Something that reads: This documentation is no longer being maintained and may be inaccurate or incomplete. The Texinfo documentation is now the authoritative source. just *has* to be fixed! Here's a list of such evil pages: basename.1 cat.1 chroot.1 cksum.1 comm.1 csplit.1 cut.1 date.1 dirname.1 echo.1 env.1 expand.1 expr.1 false.1 fmt.1 fold.1 groups.1 head.1 id.1 join.1 logname.1 md5sum.1 nice.1 nl.1 nohup.1 od.1 paste.1 pathchk.1 pr.1 printenv.1 printf.1 pwd.1 sleep.1 sort.1 split.1 stty.1 su.1 sum.1 tac.1 tail.1 tee.1 test.1 tr.1 true.1 tty.1 uname.1 unexpand.1 uniq.1 users.1 wc.1 who.1 whoami.1 yes.1 It's completely unprofessional to ship a manpage that says it's wrong and that you don't even intend to fix it! Ok, I realize that it's not your software. It's the FSF's, and they really don't care about the POSIX.2 requirement. But the buck stops with you, because you're the system integrator. You have to find a way of shipping correct and up-to-date versions of those manpages. Possibly even the FSF would accept back your fixes.

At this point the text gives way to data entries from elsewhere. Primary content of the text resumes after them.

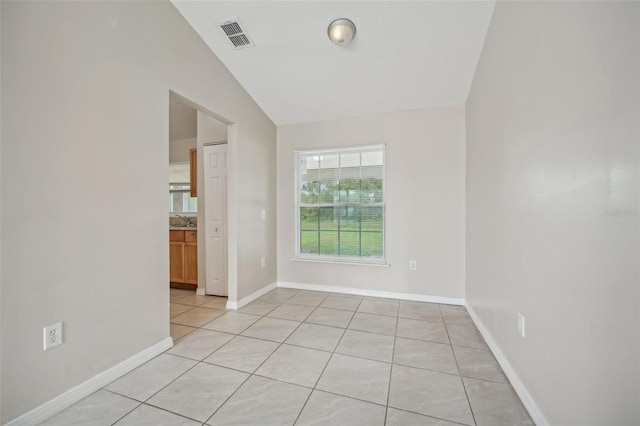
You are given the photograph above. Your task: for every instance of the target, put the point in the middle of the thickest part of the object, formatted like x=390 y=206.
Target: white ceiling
x=405 y=55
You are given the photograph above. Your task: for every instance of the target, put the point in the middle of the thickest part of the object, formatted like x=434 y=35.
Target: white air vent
x=236 y=34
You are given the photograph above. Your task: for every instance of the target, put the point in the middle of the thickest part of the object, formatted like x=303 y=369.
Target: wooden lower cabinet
x=183 y=259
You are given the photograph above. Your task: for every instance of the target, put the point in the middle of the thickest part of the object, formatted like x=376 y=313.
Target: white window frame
x=380 y=261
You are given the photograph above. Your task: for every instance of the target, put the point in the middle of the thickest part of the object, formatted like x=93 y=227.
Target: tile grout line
x=250 y=374
x=325 y=366
x=473 y=417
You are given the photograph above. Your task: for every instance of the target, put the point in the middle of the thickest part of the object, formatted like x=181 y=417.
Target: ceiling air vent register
x=237 y=36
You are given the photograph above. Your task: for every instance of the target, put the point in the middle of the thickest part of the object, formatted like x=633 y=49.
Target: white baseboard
x=516 y=383
x=85 y=389
x=373 y=293
x=250 y=298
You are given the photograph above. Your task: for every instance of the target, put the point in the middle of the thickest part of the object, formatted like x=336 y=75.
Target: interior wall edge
x=516 y=383
x=86 y=388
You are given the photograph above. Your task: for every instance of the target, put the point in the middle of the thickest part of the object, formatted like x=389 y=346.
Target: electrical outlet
x=52 y=336
x=520 y=324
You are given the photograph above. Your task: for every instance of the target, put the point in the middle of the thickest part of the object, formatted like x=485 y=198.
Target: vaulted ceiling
x=405 y=55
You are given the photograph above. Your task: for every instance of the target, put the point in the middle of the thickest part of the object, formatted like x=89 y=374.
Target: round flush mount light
x=341 y=31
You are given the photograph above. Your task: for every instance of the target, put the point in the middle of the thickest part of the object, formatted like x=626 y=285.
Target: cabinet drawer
x=191 y=236
x=176 y=235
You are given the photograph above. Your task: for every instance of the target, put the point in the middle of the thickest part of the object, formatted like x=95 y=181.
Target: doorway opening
x=200 y=145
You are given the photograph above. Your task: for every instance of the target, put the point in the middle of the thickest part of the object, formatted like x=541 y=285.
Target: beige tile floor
x=302 y=357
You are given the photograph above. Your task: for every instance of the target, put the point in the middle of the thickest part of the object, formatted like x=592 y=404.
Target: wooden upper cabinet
x=193 y=170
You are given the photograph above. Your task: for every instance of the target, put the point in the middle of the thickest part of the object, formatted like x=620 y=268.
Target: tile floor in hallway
x=302 y=357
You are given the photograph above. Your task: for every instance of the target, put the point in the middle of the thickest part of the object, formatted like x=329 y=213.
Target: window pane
x=309 y=242
x=371 y=218
x=371 y=191
x=349 y=243
x=350 y=191
x=329 y=219
x=308 y=218
x=328 y=192
x=309 y=192
x=371 y=244
x=341 y=211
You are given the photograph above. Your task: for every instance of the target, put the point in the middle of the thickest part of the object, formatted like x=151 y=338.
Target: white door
x=215 y=192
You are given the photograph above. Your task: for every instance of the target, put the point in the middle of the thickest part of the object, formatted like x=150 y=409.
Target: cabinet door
x=191 y=263
x=176 y=261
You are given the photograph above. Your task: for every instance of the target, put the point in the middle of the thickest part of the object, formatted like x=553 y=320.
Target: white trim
x=373 y=293
x=343 y=149
x=86 y=388
x=516 y=383
x=250 y=298
x=338 y=261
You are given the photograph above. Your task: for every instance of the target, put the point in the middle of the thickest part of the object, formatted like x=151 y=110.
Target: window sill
x=337 y=261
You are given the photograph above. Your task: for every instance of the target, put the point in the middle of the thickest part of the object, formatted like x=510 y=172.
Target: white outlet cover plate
x=52 y=336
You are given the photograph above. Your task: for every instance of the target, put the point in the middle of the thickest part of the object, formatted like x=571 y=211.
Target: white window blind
x=340 y=204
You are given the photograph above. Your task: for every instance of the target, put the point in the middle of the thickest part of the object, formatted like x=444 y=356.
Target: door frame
x=232 y=233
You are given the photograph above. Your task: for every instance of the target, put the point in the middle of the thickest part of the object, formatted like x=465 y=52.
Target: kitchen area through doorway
x=197 y=217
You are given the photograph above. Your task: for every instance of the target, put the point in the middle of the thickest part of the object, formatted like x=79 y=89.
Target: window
x=180 y=200
x=340 y=204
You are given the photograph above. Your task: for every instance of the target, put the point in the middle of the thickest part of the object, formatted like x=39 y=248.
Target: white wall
x=424 y=201
x=85 y=90
x=552 y=151
x=209 y=130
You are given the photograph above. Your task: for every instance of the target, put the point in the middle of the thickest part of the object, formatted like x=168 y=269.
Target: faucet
x=187 y=220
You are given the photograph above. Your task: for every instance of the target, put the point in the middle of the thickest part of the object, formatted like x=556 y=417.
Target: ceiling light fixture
x=341 y=31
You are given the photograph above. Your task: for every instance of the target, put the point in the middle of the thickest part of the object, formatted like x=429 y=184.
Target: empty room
x=329 y=213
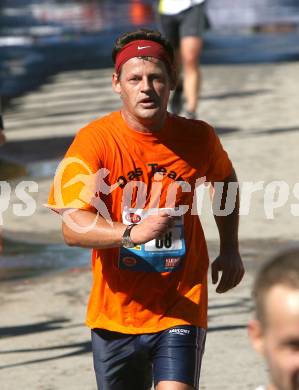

unfortunately, no, FSF is not interested in supporting man pages anymore. They want to dump them for the benefit of the info pages, whcih they argue that it is much better and easy to use. The hacks for the man pages tell you at least where to look for the information rather than leaving you in the dark...
assigned to teg
This is not a bug, this is FSF. I really dislike it, but there's not much we can do about it.
Apparently you and I disagree about the responsibility of a vendor to ship integrated, documented, and tested products. You simply grab whatever you feel like, stuff it into your "product", and ship it. It is completely unimproved. In a feat worthy of Pontius Pilate, you then attempt to wash your hands of all responsibility here, pretending that there's nothing you can or should do about such an embarrassing situation. Shame on you! You are the vendor. The buck stops at YOUR doorstep. This is a fine demonstration of why Redhat doesn't merit serious consideration as a system vendor. You aren't. If it's crap to start with, you leave it as crap. No vendor would dare shove such an attitude down the customers' and investors' throats, but apparently in this Brave New World of Open Sores Software, you think it's normal that there be no care or concern toward QUALITY. You can be sure that I will cite this case as a demonstration to journalists. WTFM.